I have tried to convert the data frame and the column itself to a string but it did not make an impact. Ideally I do not want to list each column to convert because a have a very large number of columns and would manually have to go through the output file to figure out which ones are getting the .0 appended and code for it. Any suggestions appreciated.
import pandas as pd
import csv
df_inputFile = pd.read_csv("InputFile.csv")
df_mappingFile = pd.read_csv("MappingFile.csv")
df_merged = df_inputFile.merge(df_mappingFile, left_on="Id", right_on="Id", how="left")
#This isn't affecting the output
df_merged.astype(str)
df_merged.to_csv("Output.csv", index=False, quoting=csv.QUOTE_ALL)

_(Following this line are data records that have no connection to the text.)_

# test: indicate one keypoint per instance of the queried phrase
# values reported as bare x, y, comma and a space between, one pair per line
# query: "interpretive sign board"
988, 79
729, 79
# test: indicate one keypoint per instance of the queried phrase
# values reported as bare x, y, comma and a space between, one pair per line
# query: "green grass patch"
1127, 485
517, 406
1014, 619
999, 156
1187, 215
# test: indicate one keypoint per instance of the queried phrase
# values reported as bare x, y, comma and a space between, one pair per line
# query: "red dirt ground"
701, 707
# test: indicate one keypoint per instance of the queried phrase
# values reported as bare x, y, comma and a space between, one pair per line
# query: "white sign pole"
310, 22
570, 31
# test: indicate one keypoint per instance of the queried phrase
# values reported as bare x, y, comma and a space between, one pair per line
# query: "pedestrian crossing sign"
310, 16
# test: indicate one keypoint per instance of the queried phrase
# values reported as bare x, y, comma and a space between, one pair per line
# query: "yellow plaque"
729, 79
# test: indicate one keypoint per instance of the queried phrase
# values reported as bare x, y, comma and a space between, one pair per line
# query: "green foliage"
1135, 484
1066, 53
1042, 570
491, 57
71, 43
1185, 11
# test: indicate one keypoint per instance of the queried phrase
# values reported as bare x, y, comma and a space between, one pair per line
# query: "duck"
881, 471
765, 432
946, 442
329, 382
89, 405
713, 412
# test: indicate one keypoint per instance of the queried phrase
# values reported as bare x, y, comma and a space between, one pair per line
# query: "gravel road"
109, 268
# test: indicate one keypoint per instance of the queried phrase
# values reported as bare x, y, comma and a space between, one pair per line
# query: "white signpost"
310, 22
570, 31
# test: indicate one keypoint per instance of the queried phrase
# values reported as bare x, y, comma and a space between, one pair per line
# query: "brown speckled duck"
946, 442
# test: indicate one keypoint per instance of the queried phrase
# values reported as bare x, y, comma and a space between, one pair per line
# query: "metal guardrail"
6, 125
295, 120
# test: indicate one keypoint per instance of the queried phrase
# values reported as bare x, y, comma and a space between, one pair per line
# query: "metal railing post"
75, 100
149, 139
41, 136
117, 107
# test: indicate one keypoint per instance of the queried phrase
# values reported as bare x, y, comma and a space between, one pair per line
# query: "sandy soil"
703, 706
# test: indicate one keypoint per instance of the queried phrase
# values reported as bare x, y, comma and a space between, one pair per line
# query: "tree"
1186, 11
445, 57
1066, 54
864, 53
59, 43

pandas.DataFrame.to_csv has a parameter float_format, which takes a regular float formatting string. This should work:
df_merged.to_csv("Output.csv", index=False, quoting=csv.QUOTE_ALL, float_format='%.0f')
Pandas may be considering the datatype of that column as float that is the reason you are getting .0 appended to the data. You can use
dtype=object in pd.read_csv .
df_inputFile = pd.read_csv("InputFile.csv", dtype=object) .
This will make pandas read and consider all columns as string.
I like loops. They are slow, but easy to understand.
This is elegant for the logic, but also it allows different formatting/decimals for each column.
Something like:
final_out = open("Output.txt", 'w')
for index, row in df.iterrows():
print ( '{:.0f}'.format(row['A']), '{:.0f}'.format(row['B']), '{:.0f}'.format(row['C']), , sep=",", file=final_out )
I think the best/faster way to do this is with something like tabulate or pretty printer.
First convert your dataframe to an array, this is easy.
array = df.values
Then you can use something neat like tabulate.
final_out = open("Output.txt", 'w')
from tabulate import tabulate as tb
print ( tb(array, numalign="right", floatfmt=".0f"), file=final_out )
you can read up a little more on tabulate or pretty printer. Above is a contextual example to get you started.
Similar to the loop above, tabulate allows a separator which could be a comma.
https://pypi.python.org/pypi/tabulate at Usage of the command line utility.
Pretty sure pretty printer can do this too and could be very well a better choice.
Both of these uses the new python printing. If you use python 2.7 you will need this nifty little statement as your first non-comment line in your script:
from __future__ import print_function
I have recently faced this issue. In my case, the column similar to the Id2 column in question had an empty cell that Pandas interpreted as nan. All the other cells of that column had trailing .0.
Reading the file with keep_default_na=False helps to avoid those trailing .0.
my_df = pd.read_csv("data.csv", keep_default_na=False)
P.S: I know this answer is instead a late one, but this worked for me without enforcing data types while reading the data or having to float format.